28/08/2026
Sur les jambes
Quand une pièce est enfin prête
Avant que le rideau ne se lève, des semaines de travail étaient nécessaires. Acte après acte, répétition après répétition, la pièce prenait forme. Les comédiens parlaient alors d'un moment très particulier : celui où le spectacle était enfin ‘sur ses jambes’.
Le Dictionnaire historique et pittoresque du théâtre et des arts qui s'y rattachent (1885) nous en donne une définition très claire :
‘On dit d'une pièce qu'elle est sur ses jambes, lorsque, après qu'elle a été soigneusement étudiée, que chaque acte a été répété successivement et qu'on en est arrivé aux répétitions d'ensemble, les acteurs savent leurs rôles, sont bien au courant de la mise en scène et n'ont plus d'hésitation.’
Autrement dit, le plus difficile est derrière eux. Les comédiens maîtrisent leur texte, les déplacements sont fixés, les enchaînements fonctionnent et chacun trouve naturellement sa place sur scène.
Le dictionnaire poursuit par une comparaison particulièrement parlante :
‘On peut alors commencer à juger de l'effet général ; l'œuvre est au point, comme on dit en termes de sculpture, et il n'y a plus qu'à la polir, à la finir à l'aide des dernières études, pour la mettre en état de paraître devant le public.’
Cette image rapproche le travail du théâtre de celui du sculpteur. Une fois la forme achevée, il ne reste plus qu'à apporter les derniers détails avant de présenter l'œuvre.

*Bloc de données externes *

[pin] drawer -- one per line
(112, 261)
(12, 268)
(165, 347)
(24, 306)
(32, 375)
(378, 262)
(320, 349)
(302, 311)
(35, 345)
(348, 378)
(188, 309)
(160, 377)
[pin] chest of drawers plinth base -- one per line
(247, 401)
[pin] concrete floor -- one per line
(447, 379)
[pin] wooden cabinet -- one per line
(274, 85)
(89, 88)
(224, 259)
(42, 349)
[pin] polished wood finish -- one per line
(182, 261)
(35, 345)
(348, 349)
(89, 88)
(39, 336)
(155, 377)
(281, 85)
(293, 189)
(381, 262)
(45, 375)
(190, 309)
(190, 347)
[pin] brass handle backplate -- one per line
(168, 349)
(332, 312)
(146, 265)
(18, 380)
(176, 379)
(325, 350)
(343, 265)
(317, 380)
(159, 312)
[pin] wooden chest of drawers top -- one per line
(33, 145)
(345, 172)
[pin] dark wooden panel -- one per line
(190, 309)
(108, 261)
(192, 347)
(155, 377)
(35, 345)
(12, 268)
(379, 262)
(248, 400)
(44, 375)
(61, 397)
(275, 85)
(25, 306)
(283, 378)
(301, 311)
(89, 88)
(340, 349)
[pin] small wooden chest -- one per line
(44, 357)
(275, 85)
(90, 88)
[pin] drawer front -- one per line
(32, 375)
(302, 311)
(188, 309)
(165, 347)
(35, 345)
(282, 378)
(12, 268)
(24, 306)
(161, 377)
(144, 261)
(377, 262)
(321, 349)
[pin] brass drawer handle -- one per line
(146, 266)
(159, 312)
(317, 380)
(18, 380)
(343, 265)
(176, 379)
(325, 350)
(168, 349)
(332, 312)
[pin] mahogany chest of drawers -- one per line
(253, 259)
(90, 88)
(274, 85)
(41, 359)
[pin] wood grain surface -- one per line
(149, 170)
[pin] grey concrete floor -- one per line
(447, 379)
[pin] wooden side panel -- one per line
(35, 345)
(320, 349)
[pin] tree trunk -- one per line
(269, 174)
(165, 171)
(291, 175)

Plus d'un siècle après, l'expression est toujours employée dans le monde du spectacle. Dire qu'un spectacle est « sur ses jambes », c'est reconnaître qu'il tient désormais debout par lui-même. Les répétitions ne servent plus à construire la pièce, mais à l'affiner, à lui donner son rythme et sa fluidité avant la première représentation.
Illustration : Distribution de Si j'étais roi ! au Théâtre-Lyrique, dessin de Nadar, 1852. Cette estampe évoque le travail collectif des artistes avant la représentation, lorsque la pièce est enfin ‘sur ses jambes’.